Need your help in defining a dynamic schema with fields and datatypes from input metadata JSon file .Below is the JSon file
[
{
"trim": true,
"name": "id",
"nullable": true,
"id": null,
"position": 0,
"table": "employee",
"type": "integer",
"primaryKey": true
},
{
"trim": true,
"name": "salary",
"nullable": true,
"id": null,
"position": 1,
"table": "employee",
"type": "double",
"primaryKey": false
},
{
"trim": true,
"name": "dob",
"nullable": true,
"id": null,
"position": 2,
"table": "employee",
"type": "date",
"primaryKey": false
}
]
Found a useful link but all the fields are mapped to string data type . Programmatically generate the schema AND the data for a dataframe in Apache Spark
My requirement is bit different .I have an input CSV file without any header contents and therefore all column values are of string datatype.Similarly I have a JSON metadata file that contains the field name and corresponding data types.I want to define a schema that maps the field name with corresponding datatype from JSON to input CSV data. For example :Below is the sample code I have written for mapping the column names from JSON file to input CSV data . But it doesn't convert or map the columns to the corresponding datatype .

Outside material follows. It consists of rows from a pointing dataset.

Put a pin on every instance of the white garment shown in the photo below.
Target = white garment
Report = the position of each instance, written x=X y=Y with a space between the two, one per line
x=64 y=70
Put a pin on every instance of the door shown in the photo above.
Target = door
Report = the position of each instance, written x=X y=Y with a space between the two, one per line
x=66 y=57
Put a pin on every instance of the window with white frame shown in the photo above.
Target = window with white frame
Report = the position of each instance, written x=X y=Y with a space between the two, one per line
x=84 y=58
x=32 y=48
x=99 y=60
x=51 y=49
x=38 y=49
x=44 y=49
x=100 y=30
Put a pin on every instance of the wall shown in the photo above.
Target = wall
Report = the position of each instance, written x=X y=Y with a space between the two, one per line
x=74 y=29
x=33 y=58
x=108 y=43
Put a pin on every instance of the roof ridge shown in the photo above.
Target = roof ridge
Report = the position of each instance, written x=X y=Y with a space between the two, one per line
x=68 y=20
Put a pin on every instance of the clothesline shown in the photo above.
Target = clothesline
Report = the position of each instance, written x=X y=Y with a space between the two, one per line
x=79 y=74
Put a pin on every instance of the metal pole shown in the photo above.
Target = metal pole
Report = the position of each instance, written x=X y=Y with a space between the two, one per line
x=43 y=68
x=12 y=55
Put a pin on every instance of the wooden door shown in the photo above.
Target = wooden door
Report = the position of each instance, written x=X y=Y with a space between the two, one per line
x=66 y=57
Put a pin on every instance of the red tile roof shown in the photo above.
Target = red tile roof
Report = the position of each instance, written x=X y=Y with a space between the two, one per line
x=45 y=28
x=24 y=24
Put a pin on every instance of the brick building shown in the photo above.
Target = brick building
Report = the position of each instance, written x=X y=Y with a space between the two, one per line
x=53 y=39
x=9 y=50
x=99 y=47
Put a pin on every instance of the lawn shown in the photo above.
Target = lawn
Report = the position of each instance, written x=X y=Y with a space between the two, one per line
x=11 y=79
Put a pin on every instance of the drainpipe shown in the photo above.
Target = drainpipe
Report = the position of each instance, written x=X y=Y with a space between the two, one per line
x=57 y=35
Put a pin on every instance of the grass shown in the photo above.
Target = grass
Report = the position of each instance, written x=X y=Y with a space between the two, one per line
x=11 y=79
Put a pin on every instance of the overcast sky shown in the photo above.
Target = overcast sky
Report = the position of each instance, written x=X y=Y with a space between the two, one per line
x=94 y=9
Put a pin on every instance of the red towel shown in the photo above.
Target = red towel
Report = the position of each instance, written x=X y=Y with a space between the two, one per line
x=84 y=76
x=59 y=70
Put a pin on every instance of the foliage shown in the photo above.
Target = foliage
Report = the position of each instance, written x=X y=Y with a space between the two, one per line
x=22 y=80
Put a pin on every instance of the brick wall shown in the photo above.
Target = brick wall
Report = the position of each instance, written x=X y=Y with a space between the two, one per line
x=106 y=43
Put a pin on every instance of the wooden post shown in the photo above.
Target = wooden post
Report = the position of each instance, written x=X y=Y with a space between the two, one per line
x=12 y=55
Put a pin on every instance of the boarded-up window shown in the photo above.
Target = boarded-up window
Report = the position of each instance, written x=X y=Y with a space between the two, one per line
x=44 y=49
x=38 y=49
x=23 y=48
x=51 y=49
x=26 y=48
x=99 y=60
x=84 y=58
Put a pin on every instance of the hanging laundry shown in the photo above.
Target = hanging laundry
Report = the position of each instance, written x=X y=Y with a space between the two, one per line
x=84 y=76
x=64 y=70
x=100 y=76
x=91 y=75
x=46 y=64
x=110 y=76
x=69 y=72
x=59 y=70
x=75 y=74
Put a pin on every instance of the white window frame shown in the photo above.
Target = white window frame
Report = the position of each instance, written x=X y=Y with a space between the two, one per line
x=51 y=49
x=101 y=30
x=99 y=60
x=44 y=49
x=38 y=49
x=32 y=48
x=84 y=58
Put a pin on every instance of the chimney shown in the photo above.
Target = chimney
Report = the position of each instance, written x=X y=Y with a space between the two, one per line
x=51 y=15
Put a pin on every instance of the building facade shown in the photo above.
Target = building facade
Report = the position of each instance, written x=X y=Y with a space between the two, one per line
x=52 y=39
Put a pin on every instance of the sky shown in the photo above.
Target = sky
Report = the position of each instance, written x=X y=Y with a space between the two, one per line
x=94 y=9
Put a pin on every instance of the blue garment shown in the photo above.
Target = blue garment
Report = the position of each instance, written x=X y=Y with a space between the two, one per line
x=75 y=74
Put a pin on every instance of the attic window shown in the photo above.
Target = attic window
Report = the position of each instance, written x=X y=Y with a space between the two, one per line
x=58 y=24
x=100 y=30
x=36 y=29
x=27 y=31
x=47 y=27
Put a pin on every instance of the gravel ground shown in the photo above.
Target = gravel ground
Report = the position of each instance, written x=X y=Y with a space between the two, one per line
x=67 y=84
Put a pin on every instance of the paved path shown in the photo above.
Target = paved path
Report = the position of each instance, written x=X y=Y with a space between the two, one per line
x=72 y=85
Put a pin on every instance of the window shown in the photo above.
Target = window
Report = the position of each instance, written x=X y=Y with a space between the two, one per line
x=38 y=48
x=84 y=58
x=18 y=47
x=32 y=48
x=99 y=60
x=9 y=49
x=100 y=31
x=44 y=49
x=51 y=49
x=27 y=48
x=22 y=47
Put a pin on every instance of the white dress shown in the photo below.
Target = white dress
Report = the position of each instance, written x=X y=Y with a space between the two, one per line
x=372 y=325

val in_emp = spark.read.csv(in_source_data)
val in_meta_emp = spark.read.option("multiline","true").json(in_meta_data)
val in_cols = in_meta_emp.select("name","type").map(_.getString(0)).collect
val in_cols_map = in_emp.toDF(in_cols:_*)
in_emp.show
in_cols_map.show
in_cols_map.dtypes
Result :
Please click to see the result
3 :mapped Input datatypes
Array[(String, String)] = Array((id,StringType),
(salary,StringType), (dob,StringType))
Below code depicts the static way to define the schema but I am looking for dynamic way that picks the column and corresponding data type from JSON metadata file.
val schema = StructType (Array(
StructField("id",IntegerType,true ),
StructField("dob",DateType,true ),
StructField("salary",DoubleType,true )
))
val in_emp =
spark.read
.schema(schema)
.option("inferSchema","true")
.option("dateFormat", "yyyy.MM.dd")
.csv(in_source_data)